Pelaku Perdagangan Orang ke Timur Tengah Ditangkap Polri

Kategori Berita

Iklan Semua Halaman

Pelaku Perdagangan Orang ke Timur Tengah Ditangkap Polri

Rabu, 10 April 2019
Dilansir dari Tribratanews.polri.go.id – Jakarta . Direktorat Tindak Pidana Umum Bareskrim Polri berhasil meringkus total 8 pelaku dari berbagai kasus perdagangan orang dengan modus jasa pengiriman pekerja migran.

“Jaringan pelaku terdiri dari negara Maroko, Suriah, Arab Saudi dan Turki. Korban mencapai 1.000 orang,” ujar Direktur Tindak Pidana Umum Bareskrim Mabes Polri, Brigjen Pol. Herry Rudolf Nahak di kantor Bareskrim Mabes Polri, (9/4/2019).

Para tersangka menawarkan korban untuk menjadi pembantu rumah tangga (PRT) dengan penghasilan sekitar Rp7 juta per bulan.

Namun, saat korban telah bekerja dengan majikan di luar negeri, mereka tak memperoleh gaji. Majikannya diduga menganiaya saat meminta gaji.

Salah satu korban yakni ID, telah bekerja selama satu pekan di luar negeri. Ia tak menerima gaji dari majikan, justru dilecehkan secara seksual.

Pelaku, kata dia, meminta uang kepada korban sejumlah Rp4 juta hingga Rp5 juta dengan dalih pembuatan dokumen oleh agen. “Kalau korban batal berangkat, mereka harus mengembalikan uang tersebut,” jelas Brigjen Pol. Herry Rudolf Nahak.

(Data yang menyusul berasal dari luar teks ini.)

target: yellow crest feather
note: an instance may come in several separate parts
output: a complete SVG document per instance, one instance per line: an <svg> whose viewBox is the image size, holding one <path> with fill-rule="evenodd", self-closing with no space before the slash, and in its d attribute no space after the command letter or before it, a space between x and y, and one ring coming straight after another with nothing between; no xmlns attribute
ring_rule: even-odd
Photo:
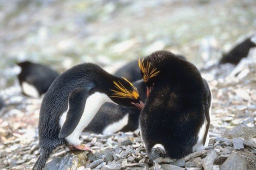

Polisi membekuk sejumlah tersangka dari berbagai kasus dan jaringan yang berbeda-beda. Erna Rachmawati alias Yolanda dan Saleha alias Soleha, ditangkap di Nusa Tenggara Barat dan menjanjikan Rp7 juta per bulan sebagai upah dengan janji memberangkatkan korban ke Turki.

Kemudian, pelaku lain Muhammad Abdul Halim Herlangga alias Erlangga alias Halim, ditangkap di Tangerang. Ia diduga menjanjikan korban dengan penghasilan Rp5 juta ditambah bonus Rp4 juta per bulan untuk bekerja di Suriah.


Polisi mengidentifikasi korban Abdul Halim yakni EH yang melarikan diri lantaran tidak bergaji selama 3 bulan. Korban diduga selama di luar negeri dianiaya dan diperkosa oleh majikannya.

Selanjutnya, polisi menangkap Neneng Susilawati binti Tapelson serta dua warga negara asing (WNA) yakni Abdalla Ibrahim Abdalla alias Abdullah dan Faisal Hussein Saeed alias Faizal. Mereka diduga menjanjikan korban bekerja di Arab Saudi dengan gaji Rp1,5 juta-Rp 5 juta per bulan.

Terakhir, polisi menangkap Mutiara dan Farhan bin Abuyarman di Nusa Tenggara Barat. Modusnya menawarkan korban untuk bekerja ke Maroko sebagai pembantu rumah tangga dengan gaji Rp3 juta-Rp4 juta per bulan.

Para tersangka dijerat Pasal 4 dan Pasal 10 Undang-Undang Nomor 21 Tahun 2007 tentang Pemberantasan Tindak Pidana Perdagangan Orang dengan ancaman hukuman maksimal 15 tahun penjara serta Pasal 81 dan Pasal 86 huruf b Undang-Undang Nomor 18 Tahun 2017 tentang Perlindungan Pekerja Migran dengan ancaman hukuman penjara maksimal 10 tahun.

Tersangka juga dijerat dengan Pasal 102 ayat (1) huruf b Undang-Undang Nomor 39 Tahun 2004 tentang Penempatan dan Perlindungan TKI di Luar Negeri dengan ancaman maksimal 10 tahun.